Weihnachten in Frankreich

In Frankreich werden die Feiertage innerhalb der Familie begangen. Die religiöse Bedeutung ist landesweit größtenteils erhalten geblieben, so dass der Gang zur Christmesse nach wie vor zu den Feierlichkeiten gehört. Nach einem normalen Arbeits- und Schultag beginnt der festliche Abend, der jedoch noch nicht als Feiertag selbst wahrgenommen wird.

Der Christbaum

Der Weihnachtsbaum ist besonders wichtig, weil Pére Noel darunter die Geschenke legt, nachdem er durch die Kamin gerutscht ist. Dieser wird mit Spielwaren, Süßigkeiten und Früchten bestückt. Während er im Elsass schon seit Jahrzehnten ein Bestandteil des Festes ist, konnte er sich erst seit 1870 im restlichen Frankreich durchsetzen. Das wichtigste Dekorationselement ist die Krippe, die als Santons bekannt ist. Die Familie schmückt gemeinsam das Heim mit Früchten, Blumen und selbstgebastelter Weihnachtsdeko. Auch die Mistelzweige sind sehr beliebt.

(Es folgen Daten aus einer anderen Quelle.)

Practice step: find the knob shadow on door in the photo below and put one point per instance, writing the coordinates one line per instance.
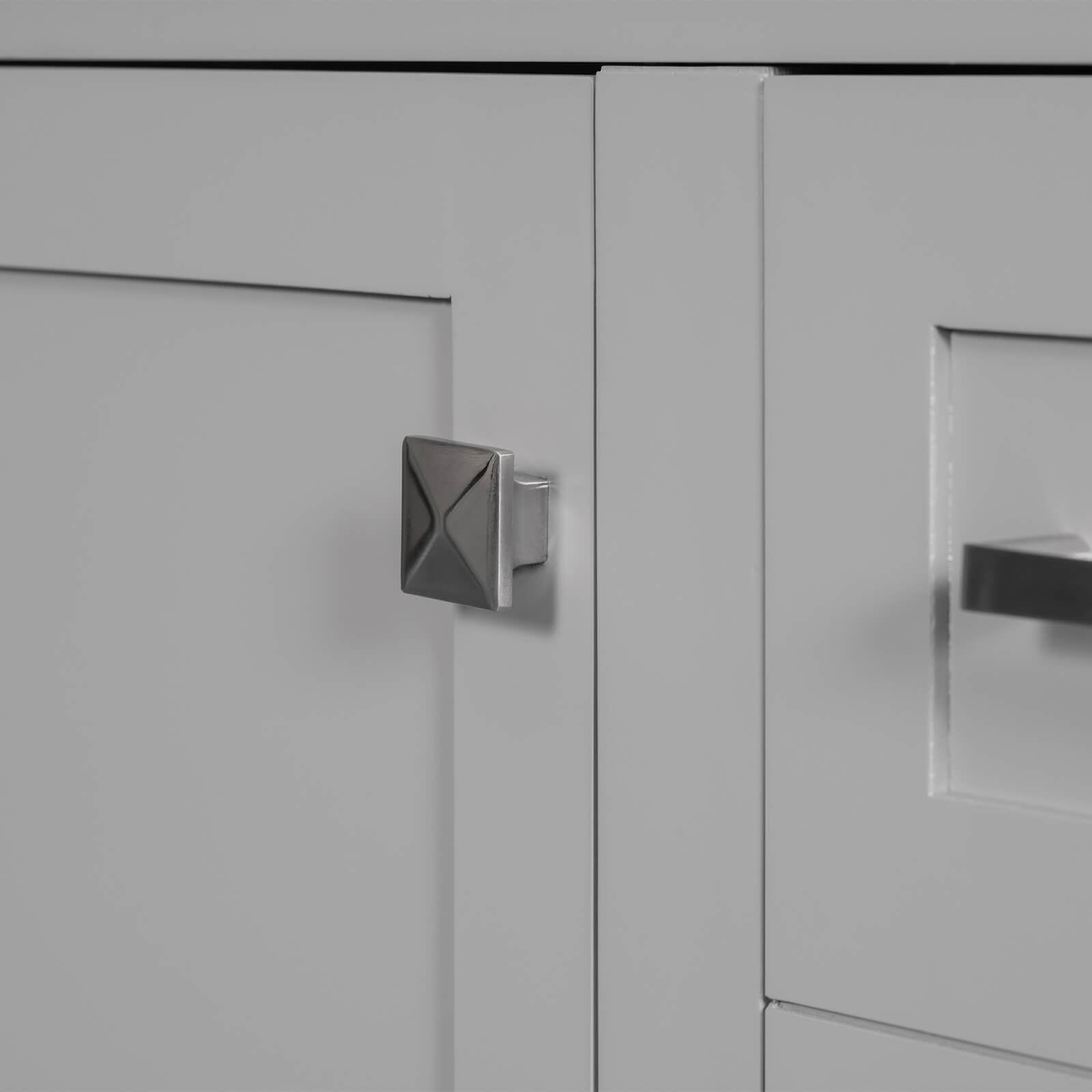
(469, 519)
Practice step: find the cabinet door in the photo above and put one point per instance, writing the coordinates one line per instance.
(928, 355)
(267, 822)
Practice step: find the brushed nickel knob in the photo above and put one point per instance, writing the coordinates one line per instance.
(469, 519)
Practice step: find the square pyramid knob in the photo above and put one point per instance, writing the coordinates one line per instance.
(469, 519)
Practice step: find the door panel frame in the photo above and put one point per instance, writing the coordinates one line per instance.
(473, 188)
(680, 382)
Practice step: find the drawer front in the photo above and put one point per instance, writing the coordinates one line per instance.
(930, 770)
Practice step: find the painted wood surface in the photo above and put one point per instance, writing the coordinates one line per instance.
(724, 32)
(680, 578)
(807, 1051)
(472, 189)
(899, 207)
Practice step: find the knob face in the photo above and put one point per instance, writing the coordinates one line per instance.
(457, 508)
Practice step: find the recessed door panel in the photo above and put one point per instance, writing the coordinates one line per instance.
(225, 766)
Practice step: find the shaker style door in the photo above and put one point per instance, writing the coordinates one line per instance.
(265, 822)
(928, 390)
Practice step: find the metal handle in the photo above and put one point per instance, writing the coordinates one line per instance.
(469, 519)
(1048, 578)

Das traditionelle Weihnachtsmahl

Truthan Dinde aux marronsAm 24. Dezember wird das typische Festmahl gereicht, zudem der gefühlter Truthahn Dinde aux marrons mit Kastanien oder Pflaumen gehört. Aber auch Austern, Fisch und Pasteten gehören auf den Gabentisch, ebenso wie der Gänselebertopf Fois Gras. Zum Nachtisch werden Obst und Käseplatten gereicht.

Regionale Traditionen und Bräuche

Zum heiligen Abend Le réveillon trifft sich die Familie zum Festessen, dass fast die ganze Nacht andauert. Anschließend beginnt das Fest mit fröhlicher Musik, Gesang und ausgelassenen Tänzen, zu denen auch Freunde und Bekannte eingeladen werden. Um Mitternacht wird üblicherweise die Mitternachtsmesse Messe de Minuit besucht, zu der die gesamte Familie gemeinsam aufbricht. In der Nacht vom 24. zum 25. Dezember rutscht der Pere Noel durch den Kamin und bringt die Geschenke für die Kinder, die er in deren Stiefel steckt. Zumeist geschieht dies, während die Kinder mit der Familie die Christmesse besuchen. Am frühen Morgen werden die Geschenke geöffnet.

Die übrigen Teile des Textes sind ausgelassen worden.